While the rest of the Northeast was covered with snow, it rained in Maine. Nearly 6 inches of rain and winds that gusted up to seventy miles per hour. The house shook last night, the way my kitchen aid shakes when it's on the high setting. An outside rumble that makes you wonder if the whole thing is going to come off it's hinges. There was lightning and rain and high tides and when Micky climbed onto the bed I didn't kick him off. We instantly noticed the tree lying across our backyard. The kind of tree that takes over the backyard with it's fall. A few weeks of firewood, I thought. If we had a stove... or a chainsaw. We didn't notice the roofing until we left for work. The passenger side of the car was riddled with shingles, the scratch stretching deep from front door to bumper.

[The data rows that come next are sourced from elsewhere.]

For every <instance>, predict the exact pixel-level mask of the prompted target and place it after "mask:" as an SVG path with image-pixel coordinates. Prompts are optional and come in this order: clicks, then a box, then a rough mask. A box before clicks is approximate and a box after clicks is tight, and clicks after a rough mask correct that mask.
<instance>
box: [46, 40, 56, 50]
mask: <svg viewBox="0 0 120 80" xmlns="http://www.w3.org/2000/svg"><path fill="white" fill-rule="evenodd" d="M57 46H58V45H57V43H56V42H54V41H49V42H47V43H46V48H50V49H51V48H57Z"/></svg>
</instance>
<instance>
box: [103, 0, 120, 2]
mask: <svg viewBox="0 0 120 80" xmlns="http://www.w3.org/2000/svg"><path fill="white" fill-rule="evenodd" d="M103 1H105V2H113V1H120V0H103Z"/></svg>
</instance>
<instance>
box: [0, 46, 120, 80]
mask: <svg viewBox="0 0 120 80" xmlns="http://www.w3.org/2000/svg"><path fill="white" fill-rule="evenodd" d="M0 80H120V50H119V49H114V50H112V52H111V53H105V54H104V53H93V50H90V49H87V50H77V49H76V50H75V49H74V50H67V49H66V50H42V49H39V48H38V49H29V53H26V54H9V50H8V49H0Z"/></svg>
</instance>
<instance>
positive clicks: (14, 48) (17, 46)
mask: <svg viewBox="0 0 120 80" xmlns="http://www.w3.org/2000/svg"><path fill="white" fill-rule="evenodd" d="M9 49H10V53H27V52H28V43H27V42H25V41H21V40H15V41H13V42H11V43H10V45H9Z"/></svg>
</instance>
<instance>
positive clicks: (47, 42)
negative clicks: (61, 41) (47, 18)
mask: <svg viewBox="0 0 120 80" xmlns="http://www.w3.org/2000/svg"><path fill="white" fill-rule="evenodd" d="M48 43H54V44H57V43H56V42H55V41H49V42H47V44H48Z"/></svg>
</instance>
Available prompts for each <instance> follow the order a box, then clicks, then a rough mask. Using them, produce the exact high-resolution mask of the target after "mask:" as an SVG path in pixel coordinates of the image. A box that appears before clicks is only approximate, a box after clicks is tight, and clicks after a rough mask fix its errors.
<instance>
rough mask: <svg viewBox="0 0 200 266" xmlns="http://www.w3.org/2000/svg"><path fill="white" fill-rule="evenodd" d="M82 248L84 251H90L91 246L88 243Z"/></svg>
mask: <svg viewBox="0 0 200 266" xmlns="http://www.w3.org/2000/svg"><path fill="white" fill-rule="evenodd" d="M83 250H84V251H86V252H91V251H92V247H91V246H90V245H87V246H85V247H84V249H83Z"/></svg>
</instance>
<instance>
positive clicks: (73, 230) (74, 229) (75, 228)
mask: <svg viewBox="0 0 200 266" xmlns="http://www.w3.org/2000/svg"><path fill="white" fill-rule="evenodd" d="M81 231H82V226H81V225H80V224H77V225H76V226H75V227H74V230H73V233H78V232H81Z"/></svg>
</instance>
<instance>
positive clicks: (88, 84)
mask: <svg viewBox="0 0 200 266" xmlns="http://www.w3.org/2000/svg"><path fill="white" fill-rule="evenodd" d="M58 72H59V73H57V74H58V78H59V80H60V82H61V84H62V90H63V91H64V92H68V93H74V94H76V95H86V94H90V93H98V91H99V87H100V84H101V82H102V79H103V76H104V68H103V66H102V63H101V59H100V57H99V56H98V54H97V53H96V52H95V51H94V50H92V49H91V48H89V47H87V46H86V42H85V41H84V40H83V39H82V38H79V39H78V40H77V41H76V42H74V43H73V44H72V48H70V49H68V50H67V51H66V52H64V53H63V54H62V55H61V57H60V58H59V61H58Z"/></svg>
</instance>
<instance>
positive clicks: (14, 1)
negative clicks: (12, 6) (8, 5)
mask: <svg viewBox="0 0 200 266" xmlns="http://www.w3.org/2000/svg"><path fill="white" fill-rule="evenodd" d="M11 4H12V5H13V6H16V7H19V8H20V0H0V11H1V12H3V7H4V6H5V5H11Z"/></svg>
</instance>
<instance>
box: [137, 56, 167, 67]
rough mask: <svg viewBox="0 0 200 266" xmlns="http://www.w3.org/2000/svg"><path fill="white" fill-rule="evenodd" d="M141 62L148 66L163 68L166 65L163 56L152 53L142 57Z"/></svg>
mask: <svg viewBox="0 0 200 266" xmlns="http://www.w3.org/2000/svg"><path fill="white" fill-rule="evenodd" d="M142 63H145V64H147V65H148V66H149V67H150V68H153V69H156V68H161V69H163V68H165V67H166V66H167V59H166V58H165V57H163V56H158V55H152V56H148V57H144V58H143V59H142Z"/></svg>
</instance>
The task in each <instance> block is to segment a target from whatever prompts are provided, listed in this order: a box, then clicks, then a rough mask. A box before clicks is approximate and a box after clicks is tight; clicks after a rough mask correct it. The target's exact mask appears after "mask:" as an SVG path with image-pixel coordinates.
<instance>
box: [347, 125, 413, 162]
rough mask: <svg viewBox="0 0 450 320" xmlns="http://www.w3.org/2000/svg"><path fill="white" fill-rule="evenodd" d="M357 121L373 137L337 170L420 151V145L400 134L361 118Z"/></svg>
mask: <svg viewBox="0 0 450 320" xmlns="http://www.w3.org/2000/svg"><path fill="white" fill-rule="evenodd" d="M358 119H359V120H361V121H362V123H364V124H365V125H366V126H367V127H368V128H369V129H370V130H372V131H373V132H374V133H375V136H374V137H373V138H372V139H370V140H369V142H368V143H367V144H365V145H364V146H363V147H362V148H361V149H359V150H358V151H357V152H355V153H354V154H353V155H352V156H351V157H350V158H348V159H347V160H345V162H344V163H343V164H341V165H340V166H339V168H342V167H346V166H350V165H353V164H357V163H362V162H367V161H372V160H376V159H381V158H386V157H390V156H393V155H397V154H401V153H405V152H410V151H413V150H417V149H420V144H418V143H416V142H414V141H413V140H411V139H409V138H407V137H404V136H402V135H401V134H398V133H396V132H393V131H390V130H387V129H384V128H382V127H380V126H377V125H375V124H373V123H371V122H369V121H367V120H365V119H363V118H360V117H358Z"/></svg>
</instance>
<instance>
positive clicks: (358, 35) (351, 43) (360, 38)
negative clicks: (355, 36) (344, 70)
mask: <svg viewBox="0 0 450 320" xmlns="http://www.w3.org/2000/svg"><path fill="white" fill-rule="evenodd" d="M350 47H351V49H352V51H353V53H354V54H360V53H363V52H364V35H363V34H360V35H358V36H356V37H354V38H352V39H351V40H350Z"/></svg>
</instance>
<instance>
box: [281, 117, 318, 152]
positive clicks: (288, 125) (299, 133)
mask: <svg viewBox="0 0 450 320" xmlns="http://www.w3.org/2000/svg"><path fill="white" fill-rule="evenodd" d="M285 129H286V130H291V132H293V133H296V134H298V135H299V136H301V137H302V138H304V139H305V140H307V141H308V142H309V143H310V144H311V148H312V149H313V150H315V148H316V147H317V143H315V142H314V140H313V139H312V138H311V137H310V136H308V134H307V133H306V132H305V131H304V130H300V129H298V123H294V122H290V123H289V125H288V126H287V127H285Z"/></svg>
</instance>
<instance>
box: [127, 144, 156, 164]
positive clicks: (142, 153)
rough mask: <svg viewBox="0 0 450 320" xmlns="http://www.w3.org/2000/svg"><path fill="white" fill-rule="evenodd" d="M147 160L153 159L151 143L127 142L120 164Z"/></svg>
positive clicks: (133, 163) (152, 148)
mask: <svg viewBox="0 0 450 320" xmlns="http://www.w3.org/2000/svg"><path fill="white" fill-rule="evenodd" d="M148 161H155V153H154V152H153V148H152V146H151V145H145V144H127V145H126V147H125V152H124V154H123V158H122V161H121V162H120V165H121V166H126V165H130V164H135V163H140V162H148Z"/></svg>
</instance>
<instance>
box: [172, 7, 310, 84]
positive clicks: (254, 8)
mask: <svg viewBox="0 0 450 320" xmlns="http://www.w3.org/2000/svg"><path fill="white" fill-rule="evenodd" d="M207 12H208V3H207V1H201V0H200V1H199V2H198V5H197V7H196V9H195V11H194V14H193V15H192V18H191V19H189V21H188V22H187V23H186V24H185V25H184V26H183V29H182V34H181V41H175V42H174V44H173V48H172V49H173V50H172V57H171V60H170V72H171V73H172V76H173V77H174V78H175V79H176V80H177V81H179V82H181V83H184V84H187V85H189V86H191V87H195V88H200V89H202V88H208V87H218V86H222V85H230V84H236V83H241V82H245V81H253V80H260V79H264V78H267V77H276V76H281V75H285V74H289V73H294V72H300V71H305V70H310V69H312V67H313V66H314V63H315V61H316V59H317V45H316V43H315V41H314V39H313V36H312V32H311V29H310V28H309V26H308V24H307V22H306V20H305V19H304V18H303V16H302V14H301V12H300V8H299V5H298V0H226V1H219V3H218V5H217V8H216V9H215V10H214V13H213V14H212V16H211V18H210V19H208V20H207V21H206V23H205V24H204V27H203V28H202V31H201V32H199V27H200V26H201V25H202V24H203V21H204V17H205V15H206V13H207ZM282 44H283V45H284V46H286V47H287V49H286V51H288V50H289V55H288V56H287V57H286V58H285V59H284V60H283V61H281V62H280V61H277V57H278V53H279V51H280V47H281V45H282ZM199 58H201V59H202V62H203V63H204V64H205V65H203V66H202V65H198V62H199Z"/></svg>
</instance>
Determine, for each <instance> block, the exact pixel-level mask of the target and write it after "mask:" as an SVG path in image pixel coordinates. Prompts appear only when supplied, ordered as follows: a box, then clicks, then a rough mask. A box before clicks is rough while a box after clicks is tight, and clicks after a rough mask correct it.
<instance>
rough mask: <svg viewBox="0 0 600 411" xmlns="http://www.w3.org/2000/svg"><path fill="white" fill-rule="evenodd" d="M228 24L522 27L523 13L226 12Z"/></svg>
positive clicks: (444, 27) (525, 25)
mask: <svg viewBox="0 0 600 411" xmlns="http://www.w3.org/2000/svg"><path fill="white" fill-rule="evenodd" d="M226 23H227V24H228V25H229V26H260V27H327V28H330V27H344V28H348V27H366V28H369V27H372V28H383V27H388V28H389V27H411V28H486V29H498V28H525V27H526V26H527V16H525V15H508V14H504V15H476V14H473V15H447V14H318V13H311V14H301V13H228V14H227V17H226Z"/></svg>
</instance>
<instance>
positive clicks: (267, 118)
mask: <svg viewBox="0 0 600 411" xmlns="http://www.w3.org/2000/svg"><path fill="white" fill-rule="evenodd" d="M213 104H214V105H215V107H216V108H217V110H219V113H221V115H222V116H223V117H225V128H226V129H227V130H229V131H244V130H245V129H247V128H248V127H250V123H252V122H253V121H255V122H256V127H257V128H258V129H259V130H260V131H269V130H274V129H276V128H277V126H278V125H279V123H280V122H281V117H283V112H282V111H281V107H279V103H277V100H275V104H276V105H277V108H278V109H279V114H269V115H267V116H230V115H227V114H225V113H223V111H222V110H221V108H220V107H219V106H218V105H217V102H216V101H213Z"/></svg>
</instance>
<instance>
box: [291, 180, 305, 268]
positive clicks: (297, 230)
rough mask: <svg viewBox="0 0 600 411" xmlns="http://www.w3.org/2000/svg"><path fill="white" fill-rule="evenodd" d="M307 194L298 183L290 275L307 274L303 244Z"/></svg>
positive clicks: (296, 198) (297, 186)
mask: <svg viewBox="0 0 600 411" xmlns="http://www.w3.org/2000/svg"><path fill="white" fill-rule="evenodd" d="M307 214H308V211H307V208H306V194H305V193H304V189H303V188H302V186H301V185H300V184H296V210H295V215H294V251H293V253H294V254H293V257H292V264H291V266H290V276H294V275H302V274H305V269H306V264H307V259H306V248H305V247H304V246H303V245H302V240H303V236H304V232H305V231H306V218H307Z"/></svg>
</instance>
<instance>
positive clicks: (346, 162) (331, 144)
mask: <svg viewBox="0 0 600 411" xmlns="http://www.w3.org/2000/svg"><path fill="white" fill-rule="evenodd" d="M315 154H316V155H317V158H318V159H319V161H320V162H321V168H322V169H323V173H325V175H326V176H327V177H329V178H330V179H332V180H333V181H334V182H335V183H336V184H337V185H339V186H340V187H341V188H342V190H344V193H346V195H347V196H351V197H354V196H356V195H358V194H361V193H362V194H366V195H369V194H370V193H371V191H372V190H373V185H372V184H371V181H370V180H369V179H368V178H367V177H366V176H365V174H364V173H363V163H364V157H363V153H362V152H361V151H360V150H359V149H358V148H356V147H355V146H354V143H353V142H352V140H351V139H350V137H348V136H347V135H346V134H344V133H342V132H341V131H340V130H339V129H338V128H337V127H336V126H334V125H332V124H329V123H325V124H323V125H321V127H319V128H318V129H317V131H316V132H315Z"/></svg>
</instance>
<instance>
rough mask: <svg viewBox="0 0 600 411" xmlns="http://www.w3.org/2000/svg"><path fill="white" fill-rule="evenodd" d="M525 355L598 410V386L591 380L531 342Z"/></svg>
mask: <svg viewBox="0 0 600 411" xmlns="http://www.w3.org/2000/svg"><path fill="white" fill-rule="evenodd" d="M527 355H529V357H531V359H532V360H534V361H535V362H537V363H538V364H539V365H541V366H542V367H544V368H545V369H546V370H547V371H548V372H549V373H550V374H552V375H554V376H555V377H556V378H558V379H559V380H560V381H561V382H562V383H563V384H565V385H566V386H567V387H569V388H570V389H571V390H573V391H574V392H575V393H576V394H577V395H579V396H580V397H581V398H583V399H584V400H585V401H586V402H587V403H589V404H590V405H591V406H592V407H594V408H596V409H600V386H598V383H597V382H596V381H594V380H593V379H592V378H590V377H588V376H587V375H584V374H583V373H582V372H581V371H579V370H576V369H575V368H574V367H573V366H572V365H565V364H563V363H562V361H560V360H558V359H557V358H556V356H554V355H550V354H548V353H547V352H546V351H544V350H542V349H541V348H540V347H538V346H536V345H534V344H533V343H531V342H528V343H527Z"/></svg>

Storms are incredible things. Some are predictable and some are not. They tear at the foundations that our homes are resting on. They shake us to see if we're stable or if we just might tip over, with all our guts and possessions exposed. And today the roofer will come and lay a tarp over the roof. He'll gather the shingles and start the patching process. Next week the handyman will show up to bust apart the fallen tree. And soon we'll be back to where we started, minus one tree and two dozen shingles.
Sometimes it feels like love is just one long string of bracing for the storm and rebuilding when it's over. And these storms are more likely to come without warning. Sometimes they lead right into each other. Even now, as I'm writing, I'm asking (telling) Rich to (please) stop talking to me. And he isn't. He's going on about some website he saw and then something he heard on the radio at work. And I can't think and I can't write. Now I'm raising my voice, to just please let me finish this. Just ten minutes. But his feelings are hurt and he's walking away.
One storm after another. And so we rebuild in the moments of peace. We peer through the missing shingles of each other, seeing glimpses of our guts. Then we patch and hold together and somehow end up a stronger unit rather than a mismatch of glue and staples.